Sometimes Another Set of Eyes Makes All the Difference
Jun 16, 2026
Most successful businesses begin with a simple idea—and an entrepreneur determined to make it work.
Whether the company starts in a garage, a spare bedroom, or around a kitchen table, entrepreneurs rely on passion, resilience, and countless hours of hard work to bring their vision to life. In the early years, a founder’s conviction is often the company’s greatest competitive advantage.
But there comes a point when experience alone isn’t enough.
As businesses grow, the decisions become larger, the risks become greater, and the opportunities become more complex. What helped build the business may not be enough to scale it. That’s when another set of experienced eyes can make all the difference.
For many growing companies, that next step is creating a Board of Advisors or Board of Directors.
I’ve had the privilege of serving on several for-profit boards during my career, and every experience reinforced the same lesson: great boards don’t run companies—they make good companies better.
Why Create a Board?
Entrepreneurs are often deeply immersed in the daily operation of their businesses. That proximity can make it difficult to identify blind spots or challenge long-held assumptions.
An experienced board brings objective thinking, diverse business perspectives, and strategic accountability. Rather than replacing the entrepreneur’s vision, an effective board strengthens it by asking better questions, testing assumptions, and identifying opportunities that management may overlook.
For privately held companies, an advisory board often provides many of these benefits without the formal governance requirements of a traditional corporate board.
What Does a Board Actually Do?
A board’s primary responsibility is governance and long-term strategy—not day-to-day management.
Management runs the business. The board helps ensure the business is moving in the right direction.
Typical board responsibilities include:
- Reviewing and refining the company’s strategic plan
- Evaluating financial performance and capital allocation
- Assessing business risks and growth opportunities
- Holding the CEO accountable for agreed-upon objectives
- Advising on succession planning and executive development
- Providing independent perspectives during major business decisions
The strongest boards challenge management constructively rather than simply approving every recommendation.

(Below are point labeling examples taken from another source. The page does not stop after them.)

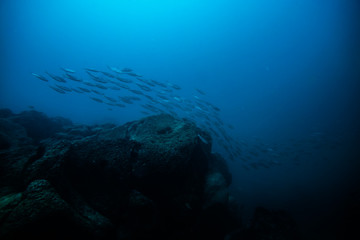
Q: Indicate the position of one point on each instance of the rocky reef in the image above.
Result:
(154, 178)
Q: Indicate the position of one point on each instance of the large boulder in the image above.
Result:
(155, 177)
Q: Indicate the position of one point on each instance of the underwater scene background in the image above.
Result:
(274, 83)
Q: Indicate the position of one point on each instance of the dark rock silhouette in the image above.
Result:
(155, 178)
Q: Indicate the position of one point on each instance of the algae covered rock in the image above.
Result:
(155, 177)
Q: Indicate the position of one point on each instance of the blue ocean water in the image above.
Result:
(285, 74)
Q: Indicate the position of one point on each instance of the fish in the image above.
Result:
(71, 77)
(100, 86)
(68, 70)
(42, 78)
(96, 92)
(143, 87)
(100, 80)
(125, 80)
(76, 90)
(126, 70)
(177, 87)
(126, 100)
(200, 91)
(84, 89)
(57, 90)
(110, 99)
(97, 99)
(63, 88)
(56, 78)
(120, 105)
(114, 69)
(114, 88)
(108, 74)
(136, 92)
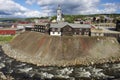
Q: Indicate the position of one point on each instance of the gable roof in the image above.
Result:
(62, 24)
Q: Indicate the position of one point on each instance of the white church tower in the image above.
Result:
(59, 14)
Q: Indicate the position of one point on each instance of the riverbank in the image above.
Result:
(43, 50)
(11, 69)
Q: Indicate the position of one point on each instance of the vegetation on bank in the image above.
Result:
(4, 39)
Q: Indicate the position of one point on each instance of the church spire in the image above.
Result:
(59, 14)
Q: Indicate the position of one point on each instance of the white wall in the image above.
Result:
(55, 33)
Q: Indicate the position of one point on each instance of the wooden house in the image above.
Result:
(63, 28)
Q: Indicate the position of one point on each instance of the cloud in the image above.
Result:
(9, 8)
(78, 6)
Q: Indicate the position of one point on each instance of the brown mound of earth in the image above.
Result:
(40, 49)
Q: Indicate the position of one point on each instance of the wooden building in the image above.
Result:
(41, 27)
(118, 25)
(7, 31)
(62, 29)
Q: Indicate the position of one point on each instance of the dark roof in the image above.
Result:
(62, 24)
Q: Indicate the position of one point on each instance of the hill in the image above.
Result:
(36, 48)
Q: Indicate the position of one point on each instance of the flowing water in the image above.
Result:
(24, 71)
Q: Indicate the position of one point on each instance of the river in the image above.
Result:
(24, 71)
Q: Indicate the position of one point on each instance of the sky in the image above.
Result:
(41, 8)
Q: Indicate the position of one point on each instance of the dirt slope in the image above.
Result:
(47, 50)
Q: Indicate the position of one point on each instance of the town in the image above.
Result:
(59, 27)
(59, 40)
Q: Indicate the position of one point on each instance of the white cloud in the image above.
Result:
(8, 8)
(79, 6)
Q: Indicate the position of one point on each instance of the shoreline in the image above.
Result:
(86, 61)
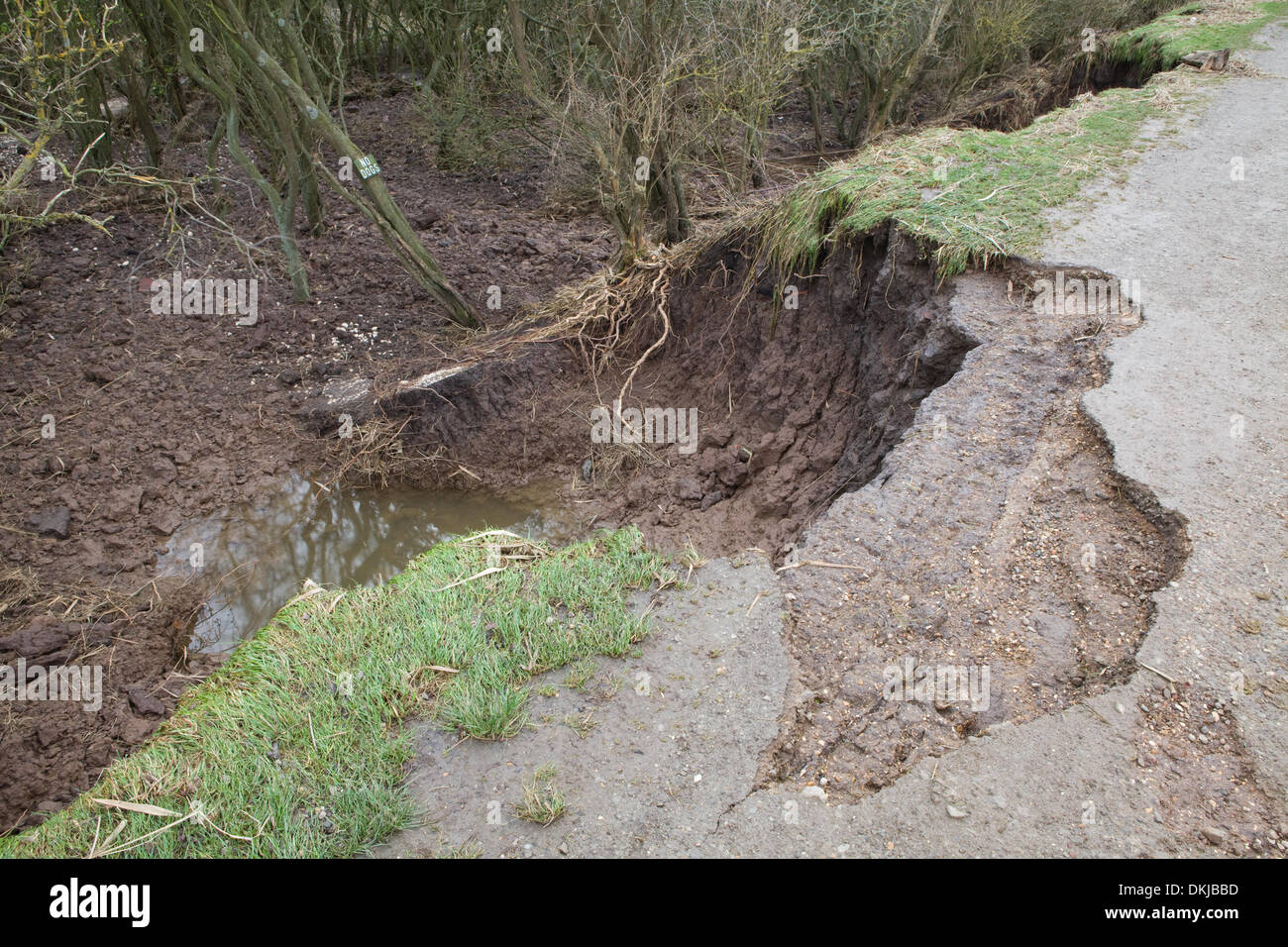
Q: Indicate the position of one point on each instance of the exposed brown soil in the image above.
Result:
(161, 420)
(804, 406)
(1192, 749)
(166, 419)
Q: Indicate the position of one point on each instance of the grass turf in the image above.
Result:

Choosing the Right Board Members
Every board should complement the strengths—and compensate for the weaknesses—of the leadership team.
Look for individuals who possess expertise in areas such as finance, operations, marketing, technology, legal affairs, mergers and acquisitions, or industry-specific knowledge. Equally valuable are leaders with broad business networks who can introduce potential customers, strategic partners, investors, or acquisition opportunities.
Perhaps most importantly, select people who are willing to ask difficult questions while genuinely wanting the company to succeed.
The best board members are trusted advisors, not spectators.
Where Do You Find Them?
Building a board often starts with your professional network.
Strong candidates frequently come from referrals by bankers, attorneys, accountants, investors, existing board members, industry associations, or respected business colleagues. Professional networking platforms such as LinkedIn can also be valuable resources for identifying executives with relevant experience.
When evaluating candidates, don’t focus solely on impressive résumés. Look for individuals who share your values, have complementary expertise, and are willing to invest the time necessary to understand your business.
Set Your Board Up for Success
Even the most accomplished directors can’t provide meaningful guidance without context.
New board members should receive a thorough orientation that includes:
- Company history and culture
- Products, services, and competitive positioning
- Customer and market overview
- Three- to five-year financial performance
- Current budget and key performance indicators
- Long-term strategic plan and growth objectives
The better informed your board is, the more valuable its advice will become.
The Greatest Value: Strategic Perspective
One of the greatest contributions a board can make is serving as a strategic sounding board.
Experienced directors help leadership pressure-test ideas before significant investments are made. They bring lessons learned from other industries, identify emerging risks, and often serve as mentors to the executive team.
Equally important, they provide independent financial oversight by reviewing operating results, capital investments, and strategic initiatives through an objective lens.
A Worthwhile Trade-Off
Creating a board isn’t right for every business. Many entrepreneurs value the independence that comes with making every decision themselves. Inviting outside advisors into the process requires humility and a willingness to be challenged.
But that’s precisely where the value lies.
The best entrepreneurs aren’t afraid to hear different opinions. They recognize that surrounding themselves with experienced advisors doesn’t diminish their leadership—it strengthens it.
Sometimes another set of eyes is exactly what’s needed to help transform a successful business into an exceptional one.